On the one hand, I’m not sure Ma Rainey’s Black Bottom really succeeds as a film. It doesn’t have much of a style visually, and it feels trapped and stifled at times. (Wolfe is best known as a celebrated and formidable theater director.) When you watch a play on stage, you get to see the actors working together all at once in wide shots; in the movie, we’re more frequently up close, observing their faces. We lose some of the perspective we’d have in a theater. And Wilson’s inimitable dialogue loses just the tiniest bit of punch when the mouths speaking it are flattened on a screen, rather than breathing the same air as the audience.
On the other hand, there’s a way all of this works. For one thing, the hemmed-in setting is representative of the characters’ lives, restricted by a country that says they’re free but holds out only one palm’s worth of freedom and keeps the rest behind its back. We see that menacing tease over and over again. The band members can’t go into a drugstore to buy a Coke, because the white men inside glower and block their way. A car accident involving Ma’s automobile risks erupting into a brawl, or worse, until her white manager Irvin intervenes. Ma can throw her weight around and get Irvin to beg her not to walk out the door, but his begging is driven by money, and money is fleeting. Levee has been asked by Sturdyvant to write songs, but that’s no guarantee Levee will get what he’s looking for.
The inherently disposable quality of their existence, their replaceability, is something all of the Black characters in the film are sharply aware of. They respond and cope in different ways. Ma takes whatever she can get and yields as little as possible. Levee screams at the heavens, cursing any God that would let Black men live the way they’re living in silence. And it leads to a kind of self-hatred that ends in self-immolation.

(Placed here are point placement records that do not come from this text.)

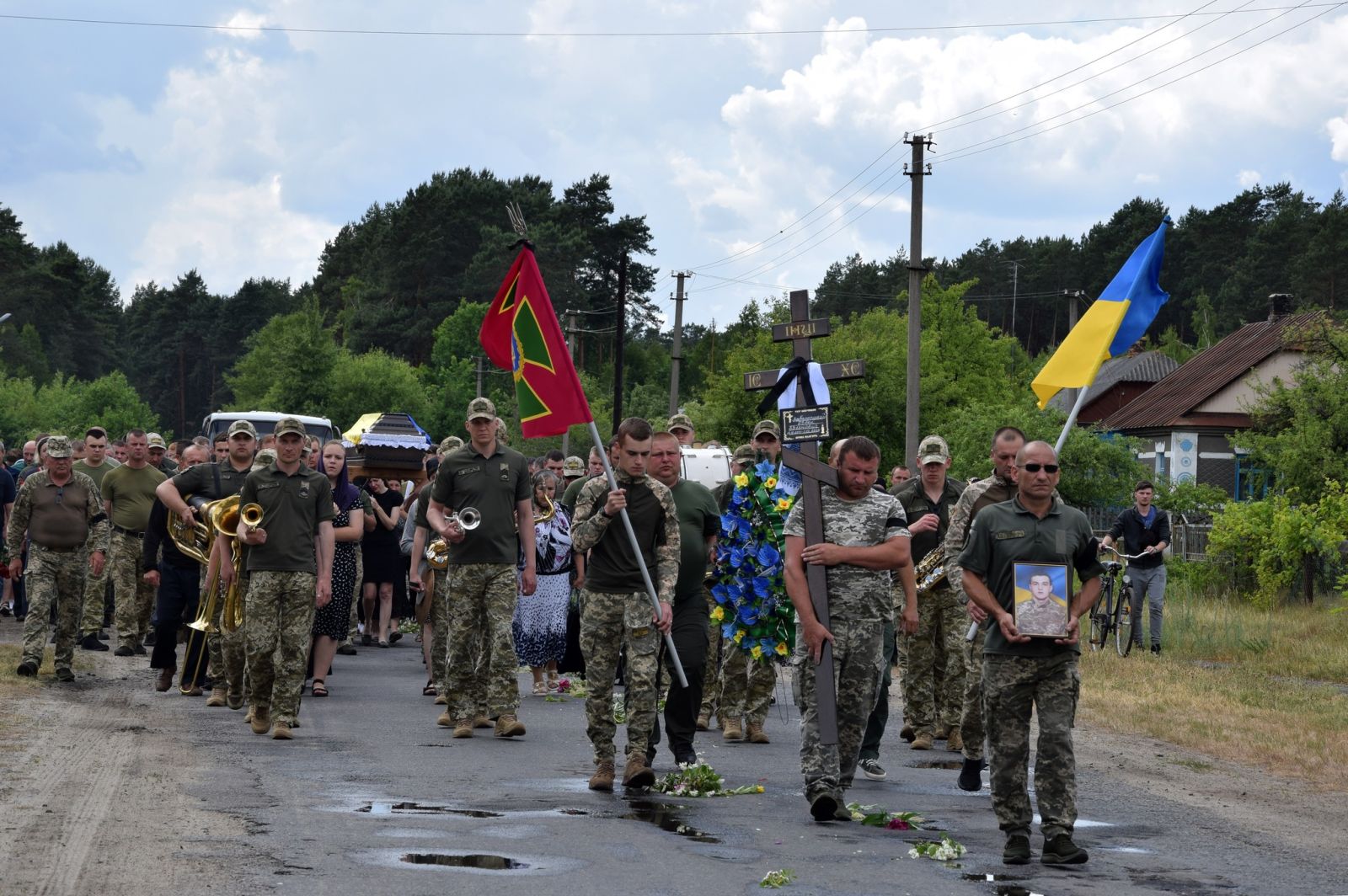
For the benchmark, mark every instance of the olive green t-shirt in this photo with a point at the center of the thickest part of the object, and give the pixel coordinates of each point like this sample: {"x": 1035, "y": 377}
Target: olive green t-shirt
{"x": 698, "y": 518}
{"x": 494, "y": 485}
{"x": 293, "y": 505}
{"x": 132, "y": 493}
{"x": 1008, "y": 534}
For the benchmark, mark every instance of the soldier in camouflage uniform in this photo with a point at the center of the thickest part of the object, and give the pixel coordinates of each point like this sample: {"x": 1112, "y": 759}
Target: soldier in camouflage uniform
{"x": 615, "y": 608}
{"x": 977, "y": 495}
{"x": 864, "y": 539}
{"x": 62, "y": 515}
{"x": 1026, "y": 675}
{"x": 480, "y": 589}
{"x": 290, "y": 566}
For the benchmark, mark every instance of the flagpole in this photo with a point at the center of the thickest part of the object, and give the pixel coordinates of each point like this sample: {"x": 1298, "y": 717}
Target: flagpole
{"x": 637, "y": 552}
{"x": 1072, "y": 418}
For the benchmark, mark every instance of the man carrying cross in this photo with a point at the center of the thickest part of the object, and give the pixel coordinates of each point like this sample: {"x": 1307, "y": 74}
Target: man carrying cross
{"x": 864, "y": 538}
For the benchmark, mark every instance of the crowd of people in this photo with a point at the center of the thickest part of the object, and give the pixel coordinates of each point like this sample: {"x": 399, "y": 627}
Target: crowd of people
{"x": 495, "y": 561}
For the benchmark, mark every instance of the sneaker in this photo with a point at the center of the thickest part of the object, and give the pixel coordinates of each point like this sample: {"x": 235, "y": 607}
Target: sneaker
{"x": 509, "y": 727}
{"x": 1017, "y": 852}
{"x": 1062, "y": 851}
{"x": 873, "y": 770}
{"x": 603, "y": 776}
{"x": 971, "y": 776}
{"x": 824, "y": 808}
{"x": 637, "y": 772}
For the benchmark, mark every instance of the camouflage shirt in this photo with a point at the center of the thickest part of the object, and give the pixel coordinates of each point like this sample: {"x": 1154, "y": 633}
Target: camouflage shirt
{"x": 612, "y": 566}
{"x": 977, "y": 495}
{"x": 58, "y": 516}
{"x": 856, "y": 593}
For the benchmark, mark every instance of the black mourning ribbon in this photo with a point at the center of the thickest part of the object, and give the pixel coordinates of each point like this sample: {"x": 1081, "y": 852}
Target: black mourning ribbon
{"x": 800, "y": 371}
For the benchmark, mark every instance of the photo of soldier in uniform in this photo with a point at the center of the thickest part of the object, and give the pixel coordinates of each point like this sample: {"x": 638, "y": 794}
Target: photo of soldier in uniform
{"x": 1041, "y": 600}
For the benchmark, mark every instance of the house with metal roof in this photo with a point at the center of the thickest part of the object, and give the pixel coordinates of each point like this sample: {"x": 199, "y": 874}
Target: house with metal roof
{"x": 1118, "y": 383}
{"x": 1190, "y": 422}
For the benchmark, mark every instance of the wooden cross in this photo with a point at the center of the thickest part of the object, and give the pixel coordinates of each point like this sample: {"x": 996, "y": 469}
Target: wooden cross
{"x": 815, "y": 475}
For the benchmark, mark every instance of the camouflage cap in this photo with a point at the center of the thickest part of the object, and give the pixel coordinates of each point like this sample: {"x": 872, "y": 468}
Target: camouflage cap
{"x": 770, "y": 428}
{"x": 479, "y": 408}
{"x": 265, "y": 457}
{"x": 289, "y": 424}
{"x": 933, "y": 451}
{"x": 57, "y": 446}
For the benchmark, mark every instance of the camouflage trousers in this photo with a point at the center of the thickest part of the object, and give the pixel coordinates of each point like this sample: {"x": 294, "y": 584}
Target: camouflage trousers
{"x": 94, "y": 597}
{"x": 858, "y": 664}
{"x": 746, "y": 685}
{"x": 53, "y": 579}
{"x": 933, "y": 680}
{"x": 608, "y": 624}
{"x": 480, "y": 650}
{"x": 971, "y": 717}
{"x": 134, "y": 596}
{"x": 278, "y": 624}
{"x": 1013, "y": 689}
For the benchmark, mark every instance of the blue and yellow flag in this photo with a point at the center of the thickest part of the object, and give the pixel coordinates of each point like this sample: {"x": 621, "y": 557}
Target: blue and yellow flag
{"x": 1110, "y": 327}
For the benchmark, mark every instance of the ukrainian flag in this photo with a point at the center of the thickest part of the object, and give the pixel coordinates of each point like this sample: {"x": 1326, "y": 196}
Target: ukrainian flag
{"x": 1110, "y": 327}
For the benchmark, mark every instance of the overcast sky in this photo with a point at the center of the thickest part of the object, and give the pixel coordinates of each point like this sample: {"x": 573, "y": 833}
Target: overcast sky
{"x": 239, "y": 152}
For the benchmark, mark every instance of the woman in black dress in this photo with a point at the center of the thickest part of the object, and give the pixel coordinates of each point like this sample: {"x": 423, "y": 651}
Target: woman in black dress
{"x": 383, "y": 558}
{"x": 330, "y": 621}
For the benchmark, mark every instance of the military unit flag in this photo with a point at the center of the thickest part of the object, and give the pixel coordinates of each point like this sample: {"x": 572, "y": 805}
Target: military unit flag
{"x": 521, "y": 334}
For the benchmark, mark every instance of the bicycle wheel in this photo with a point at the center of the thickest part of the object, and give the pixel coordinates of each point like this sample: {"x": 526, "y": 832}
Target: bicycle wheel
{"x": 1123, "y": 624}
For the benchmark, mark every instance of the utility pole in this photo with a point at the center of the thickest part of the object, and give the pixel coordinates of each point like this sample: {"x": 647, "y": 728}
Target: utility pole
{"x": 677, "y": 355}
{"x": 570, "y": 348}
{"x": 916, "y": 271}
{"x": 619, "y": 336}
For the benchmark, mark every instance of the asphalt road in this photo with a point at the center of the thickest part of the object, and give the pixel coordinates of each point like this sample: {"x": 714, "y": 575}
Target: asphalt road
{"x": 370, "y": 781}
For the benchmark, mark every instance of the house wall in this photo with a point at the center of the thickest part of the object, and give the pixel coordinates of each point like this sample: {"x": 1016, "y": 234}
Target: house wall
{"x": 1239, "y": 395}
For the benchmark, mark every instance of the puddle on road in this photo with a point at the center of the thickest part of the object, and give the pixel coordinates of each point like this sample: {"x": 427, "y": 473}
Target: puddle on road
{"x": 417, "y": 808}
{"x": 665, "y": 817}
{"x": 480, "y": 861}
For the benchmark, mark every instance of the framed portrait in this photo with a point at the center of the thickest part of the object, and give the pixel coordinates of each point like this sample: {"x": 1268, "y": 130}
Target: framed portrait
{"x": 1041, "y": 600}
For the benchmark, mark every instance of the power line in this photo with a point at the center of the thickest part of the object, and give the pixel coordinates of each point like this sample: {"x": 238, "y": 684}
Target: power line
{"x": 734, "y": 33}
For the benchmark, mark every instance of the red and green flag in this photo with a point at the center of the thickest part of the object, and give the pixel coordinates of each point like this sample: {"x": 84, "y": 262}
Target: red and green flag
{"x": 521, "y": 334}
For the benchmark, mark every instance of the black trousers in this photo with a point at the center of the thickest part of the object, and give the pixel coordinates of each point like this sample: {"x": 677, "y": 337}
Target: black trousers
{"x": 682, "y": 704}
{"x": 179, "y": 590}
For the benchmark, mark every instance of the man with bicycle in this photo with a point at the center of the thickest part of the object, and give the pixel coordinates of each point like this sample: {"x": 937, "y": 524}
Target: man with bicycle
{"x": 1145, "y": 530}
{"x": 1026, "y": 675}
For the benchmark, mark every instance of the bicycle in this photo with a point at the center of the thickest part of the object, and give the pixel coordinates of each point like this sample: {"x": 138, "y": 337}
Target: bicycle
{"x": 1110, "y": 617}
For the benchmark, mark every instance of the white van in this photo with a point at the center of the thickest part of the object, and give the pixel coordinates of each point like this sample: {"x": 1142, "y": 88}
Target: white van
{"x": 265, "y": 422}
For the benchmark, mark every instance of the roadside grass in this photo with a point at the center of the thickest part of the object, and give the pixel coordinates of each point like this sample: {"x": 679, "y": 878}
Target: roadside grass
{"x": 1237, "y": 684}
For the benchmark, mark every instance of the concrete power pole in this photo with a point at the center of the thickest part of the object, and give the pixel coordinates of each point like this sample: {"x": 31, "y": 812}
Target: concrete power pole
{"x": 677, "y": 355}
{"x": 916, "y": 271}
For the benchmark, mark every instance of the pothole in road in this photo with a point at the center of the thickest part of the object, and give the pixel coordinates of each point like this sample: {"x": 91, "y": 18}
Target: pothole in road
{"x": 664, "y": 815}
{"x": 480, "y": 861}
{"x": 417, "y": 808}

The best plays are often more situation than plot. They capture, unravel, and singe the edges of the power struggles between people who are standing on shifting sand, letting the upper hand change from moment to moment. In retaining the feel of a play, Ma Rainey’s Black Bottom hangs onto that inherently theatrical quality.
And it emphasizes the matter of power, which lies at the root of this film and its characters’ world. The end of the movie piles up the evidence that even the power we think we’ve seen Levee and Ma exercise is easy for men like Irvin and Sturdyvant to sweep away, like leftovers on the table after they’ve had their fill. And I gasped at the final scene, which adds one small moment — as the film did at the beginning — to show us what’s been going on all along. Respect was never what the white man had in mind.
Ma Rainey’s Black Bottom premieres on Netflix on December 18.